Waren es sieben Jahre? Zehn Jahre? Ein halbes Leben?

Er wusste es nicht mehr. Keine Geschmacksempfindung, kein Zeitgefühl und keine Hoffnung. Alles, was einen Menschen am Leben halten konnte, bestand bei ihm nur noch aus stupiden rhythmischen Bewegungen. Während er gekrümmt auf dem Bett kauerte, bewegte sich sein Oberkörper einem unsichtbaren Takt folgend, vor und zurück. Monoton. Vor und zurück. Immer wieder vor und zurück. Er war nichts weiter, als ein knochiger Mechanismus ohne Seele. Seine Seele hatte er verloren, als er seine Hoffnung verlor.

Langsam erhob sich die Gestalt vom Bett, als ein Geräusch an der Tür zu hören war. Immer das gleiche Geräusch. Immer das gleiche Essen. Immer das gleiche Knarren, mit den sich die kleine Luke in der Tür öffnete. Keine Worte. Der Blechnapf wurde ihm gereicht – und sofort schloss sich die Luke wieder. Kein Gesicht und keine Stimme. Er nahm den Napf entgegen und setzte sich wieder auf das Bett. Wenn er den Brei gegessen hatte, musste er den Napf zurückstellen. Unter der Luke befand sich ein kleines schmales Brett, auf dem er den Napf abzustellen hatte. Tat er es nicht, bekam er am nächsten Tag kein Essen.

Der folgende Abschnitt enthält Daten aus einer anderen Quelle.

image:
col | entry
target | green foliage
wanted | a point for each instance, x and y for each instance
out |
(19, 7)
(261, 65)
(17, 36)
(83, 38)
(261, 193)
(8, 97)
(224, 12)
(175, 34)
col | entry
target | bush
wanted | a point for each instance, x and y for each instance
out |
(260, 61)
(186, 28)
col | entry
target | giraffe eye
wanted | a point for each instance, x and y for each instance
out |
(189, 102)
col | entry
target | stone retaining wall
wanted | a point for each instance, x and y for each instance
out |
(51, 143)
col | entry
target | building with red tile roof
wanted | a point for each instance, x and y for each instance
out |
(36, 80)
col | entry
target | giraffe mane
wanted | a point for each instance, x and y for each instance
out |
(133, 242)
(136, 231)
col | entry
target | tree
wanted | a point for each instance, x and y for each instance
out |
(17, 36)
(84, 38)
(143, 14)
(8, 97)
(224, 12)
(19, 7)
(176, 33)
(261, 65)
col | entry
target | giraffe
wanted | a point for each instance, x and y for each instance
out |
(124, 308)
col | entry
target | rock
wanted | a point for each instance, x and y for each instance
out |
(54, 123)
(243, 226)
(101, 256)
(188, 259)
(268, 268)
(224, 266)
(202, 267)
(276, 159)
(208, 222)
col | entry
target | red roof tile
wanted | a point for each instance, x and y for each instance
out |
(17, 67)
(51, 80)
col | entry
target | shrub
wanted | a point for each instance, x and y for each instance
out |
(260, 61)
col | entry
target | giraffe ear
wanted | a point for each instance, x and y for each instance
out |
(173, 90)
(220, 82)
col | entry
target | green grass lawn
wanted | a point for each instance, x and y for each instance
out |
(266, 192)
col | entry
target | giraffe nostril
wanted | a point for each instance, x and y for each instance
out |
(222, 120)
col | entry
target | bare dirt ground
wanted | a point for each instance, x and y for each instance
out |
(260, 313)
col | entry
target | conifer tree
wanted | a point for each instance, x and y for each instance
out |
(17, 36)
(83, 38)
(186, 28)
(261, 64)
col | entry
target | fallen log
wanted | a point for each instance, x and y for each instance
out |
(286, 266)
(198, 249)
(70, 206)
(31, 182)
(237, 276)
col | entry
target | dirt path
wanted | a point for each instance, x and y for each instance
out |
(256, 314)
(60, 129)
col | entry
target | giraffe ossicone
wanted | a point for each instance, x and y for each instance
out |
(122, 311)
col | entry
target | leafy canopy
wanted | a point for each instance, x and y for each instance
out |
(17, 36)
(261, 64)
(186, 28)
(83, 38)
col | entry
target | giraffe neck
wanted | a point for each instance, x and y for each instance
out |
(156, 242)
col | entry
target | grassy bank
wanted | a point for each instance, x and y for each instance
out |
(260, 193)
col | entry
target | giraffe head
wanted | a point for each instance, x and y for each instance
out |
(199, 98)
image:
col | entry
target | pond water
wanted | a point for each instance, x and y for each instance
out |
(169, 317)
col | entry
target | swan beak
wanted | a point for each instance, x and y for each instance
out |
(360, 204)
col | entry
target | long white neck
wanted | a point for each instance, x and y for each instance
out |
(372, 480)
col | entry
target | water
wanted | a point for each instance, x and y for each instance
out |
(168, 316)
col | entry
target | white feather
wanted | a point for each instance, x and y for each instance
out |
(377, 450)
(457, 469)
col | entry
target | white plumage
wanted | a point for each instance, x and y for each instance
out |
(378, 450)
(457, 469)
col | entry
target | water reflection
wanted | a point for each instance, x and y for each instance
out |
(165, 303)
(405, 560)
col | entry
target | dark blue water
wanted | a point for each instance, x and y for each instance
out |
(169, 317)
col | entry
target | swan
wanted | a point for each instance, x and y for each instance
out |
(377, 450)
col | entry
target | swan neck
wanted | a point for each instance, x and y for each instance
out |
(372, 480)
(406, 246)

Abgesehen von einer zerrissenen Fetzen, der ihm als Hose und gleichzeitig als Decke diente, war der Mann nackt. Die Augenhöhlen waren so tief eingefallen, dass glauben konnte, er hätte keine Augäpfel mehr. Genauso waren seine Wangen eingefallen. Nur eine brüchige lederne Hautschicht bedeckte seine Gesichtsknochen. Die Lederhaut spannte sich auch über den Rest seines abgemagerten Leibes und schien ausgetrocknet wie in der Sonne gedörrtes Pergament. Die Fuß- und Fingernägel waren lang und sahen wie Krallen aus. Wild und zottig wirkte der Bart; seine langen Kopfhaare fielen ihm wirr ins Gesicht. Alles in Allem erinnerte nur noch sehr wenig an ihm an ein menschliches Wesen.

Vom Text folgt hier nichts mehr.